Two years ago, self-described “sentimental gentleman” Nick Ferrio tattooed “classic country is three chords and the truth” on his arm.
The first of many tattoos, the expression encompasses Ferrio’s style of songwriting, reflecting a belief that music should capture the rawness of human emotion through minimalism.
On stage, Nick Ferrio and his backup band go by Nick Ferrio & His Feelings.
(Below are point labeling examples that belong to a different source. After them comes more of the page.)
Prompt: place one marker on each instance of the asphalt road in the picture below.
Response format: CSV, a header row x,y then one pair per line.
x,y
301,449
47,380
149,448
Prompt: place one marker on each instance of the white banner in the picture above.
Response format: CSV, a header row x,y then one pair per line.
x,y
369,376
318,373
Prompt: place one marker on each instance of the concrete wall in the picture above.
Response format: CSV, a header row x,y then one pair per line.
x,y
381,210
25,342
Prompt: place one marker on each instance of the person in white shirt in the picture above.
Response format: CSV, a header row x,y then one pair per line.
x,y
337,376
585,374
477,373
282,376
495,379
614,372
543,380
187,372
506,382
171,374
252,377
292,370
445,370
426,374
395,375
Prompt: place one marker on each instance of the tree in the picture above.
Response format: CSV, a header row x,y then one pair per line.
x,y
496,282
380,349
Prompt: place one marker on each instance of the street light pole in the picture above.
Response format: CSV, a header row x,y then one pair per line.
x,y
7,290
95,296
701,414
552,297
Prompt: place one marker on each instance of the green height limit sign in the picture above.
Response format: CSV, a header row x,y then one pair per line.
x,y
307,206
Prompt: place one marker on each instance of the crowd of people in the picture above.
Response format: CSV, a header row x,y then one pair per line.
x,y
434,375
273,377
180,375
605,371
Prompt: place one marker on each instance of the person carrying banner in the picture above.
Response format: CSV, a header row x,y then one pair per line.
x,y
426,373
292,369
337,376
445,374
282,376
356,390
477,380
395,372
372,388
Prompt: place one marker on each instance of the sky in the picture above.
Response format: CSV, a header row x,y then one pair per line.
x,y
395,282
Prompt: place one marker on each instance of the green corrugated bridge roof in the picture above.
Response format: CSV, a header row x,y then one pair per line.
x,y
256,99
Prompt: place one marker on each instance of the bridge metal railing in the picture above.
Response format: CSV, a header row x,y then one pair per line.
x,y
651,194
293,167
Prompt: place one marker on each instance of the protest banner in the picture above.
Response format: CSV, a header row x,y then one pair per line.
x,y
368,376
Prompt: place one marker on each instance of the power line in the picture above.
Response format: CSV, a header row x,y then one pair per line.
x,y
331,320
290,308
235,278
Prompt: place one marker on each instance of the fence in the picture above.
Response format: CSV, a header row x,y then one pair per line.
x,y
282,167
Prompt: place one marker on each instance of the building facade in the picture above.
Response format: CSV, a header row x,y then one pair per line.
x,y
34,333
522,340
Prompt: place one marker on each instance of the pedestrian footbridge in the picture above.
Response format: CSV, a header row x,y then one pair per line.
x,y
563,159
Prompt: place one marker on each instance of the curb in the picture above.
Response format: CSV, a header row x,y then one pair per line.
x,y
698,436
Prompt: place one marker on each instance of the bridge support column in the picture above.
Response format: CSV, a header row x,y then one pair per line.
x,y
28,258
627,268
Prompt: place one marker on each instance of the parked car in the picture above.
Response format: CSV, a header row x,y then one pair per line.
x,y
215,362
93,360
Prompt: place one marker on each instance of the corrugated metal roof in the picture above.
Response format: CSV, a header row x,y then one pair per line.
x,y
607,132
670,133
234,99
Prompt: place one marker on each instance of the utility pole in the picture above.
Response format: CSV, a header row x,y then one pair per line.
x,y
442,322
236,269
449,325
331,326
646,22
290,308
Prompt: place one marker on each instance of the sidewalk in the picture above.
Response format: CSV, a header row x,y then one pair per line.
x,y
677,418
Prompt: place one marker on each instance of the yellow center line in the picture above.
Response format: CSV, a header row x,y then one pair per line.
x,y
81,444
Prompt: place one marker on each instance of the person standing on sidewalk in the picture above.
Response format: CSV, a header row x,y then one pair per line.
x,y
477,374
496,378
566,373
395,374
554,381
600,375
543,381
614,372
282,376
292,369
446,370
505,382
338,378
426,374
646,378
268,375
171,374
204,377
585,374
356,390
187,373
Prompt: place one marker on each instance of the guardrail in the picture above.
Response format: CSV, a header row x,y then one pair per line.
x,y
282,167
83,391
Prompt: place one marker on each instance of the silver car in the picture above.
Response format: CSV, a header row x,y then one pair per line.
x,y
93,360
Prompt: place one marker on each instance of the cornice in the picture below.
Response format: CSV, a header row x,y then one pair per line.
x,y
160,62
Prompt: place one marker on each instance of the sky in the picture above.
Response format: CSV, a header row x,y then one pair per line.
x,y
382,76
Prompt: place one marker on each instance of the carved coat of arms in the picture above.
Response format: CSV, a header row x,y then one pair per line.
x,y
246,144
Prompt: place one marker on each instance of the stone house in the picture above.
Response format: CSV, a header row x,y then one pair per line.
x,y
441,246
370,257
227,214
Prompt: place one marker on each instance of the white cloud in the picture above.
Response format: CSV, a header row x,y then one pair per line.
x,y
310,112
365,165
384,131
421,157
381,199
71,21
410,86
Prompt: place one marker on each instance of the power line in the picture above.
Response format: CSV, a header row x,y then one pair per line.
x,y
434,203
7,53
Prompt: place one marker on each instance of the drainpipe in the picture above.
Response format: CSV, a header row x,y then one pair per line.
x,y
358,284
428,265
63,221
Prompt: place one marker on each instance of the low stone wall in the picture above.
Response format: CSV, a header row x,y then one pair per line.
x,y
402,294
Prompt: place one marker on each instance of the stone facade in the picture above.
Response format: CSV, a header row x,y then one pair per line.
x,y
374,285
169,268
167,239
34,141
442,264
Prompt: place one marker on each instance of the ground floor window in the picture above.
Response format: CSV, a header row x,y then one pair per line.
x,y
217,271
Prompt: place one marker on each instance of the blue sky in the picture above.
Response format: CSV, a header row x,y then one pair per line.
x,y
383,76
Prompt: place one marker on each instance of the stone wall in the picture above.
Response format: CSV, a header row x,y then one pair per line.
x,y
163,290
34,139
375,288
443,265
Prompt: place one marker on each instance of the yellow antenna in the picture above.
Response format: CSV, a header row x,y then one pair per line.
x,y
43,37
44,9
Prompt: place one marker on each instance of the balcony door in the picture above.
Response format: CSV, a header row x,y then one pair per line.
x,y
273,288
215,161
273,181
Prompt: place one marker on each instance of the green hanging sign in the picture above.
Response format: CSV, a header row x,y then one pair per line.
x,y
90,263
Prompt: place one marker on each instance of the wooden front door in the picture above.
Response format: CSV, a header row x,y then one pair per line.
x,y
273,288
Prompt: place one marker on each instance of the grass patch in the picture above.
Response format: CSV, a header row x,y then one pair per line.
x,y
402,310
They’re a classic country group that strays away from Ferrio’s past immersion in the punk rock community of Peterborough.
“Country music and punk rock have a kinship in terms of the simplicity of the music,” he said. “It was giving me truth that was reflecting on my own life and was more real.”
The manufactured quality of Top 40 music sacrifices lyrical sincerity and emotional depth, which often leads to alienation among listeners, Ferrio said.
Some country artists like Toby Keith have a “phony” feel to them according to Ferrio, but others maintain emotional authenticity like Gillian Welch, who’s not from the south, but from Boston.
“She makes music that feels like she’s speaking to me, whereas with Toby Keith it feels like he’s selling me a car.” One song on his album entitled “Free Man, Switzerland” describes his experience being arrested in Geneva by cops who forced him to empty out his bank account.
“They were jerks and made my life difficult … I ended up going back to the police station the next day to ask for a map. I mean, they stole my money, so I might as well get something out of it.”
Often an outsider in high school, Ferrio’s experience with loneliness and alienation gave him a broader perspective of the human experience.
“I was always the artsy outsider in high school and always felt weird in a school full of jocks,” he said.
However now his opinions towards sports have changed, citing football as fascinating.
“It’s like watching Shakespeare. There’s dramatic narratives going on, it’s like a soap opera — I love it.”
Nick Ferrio & His Feelings play the Artel on Friday at 8:30 p.m.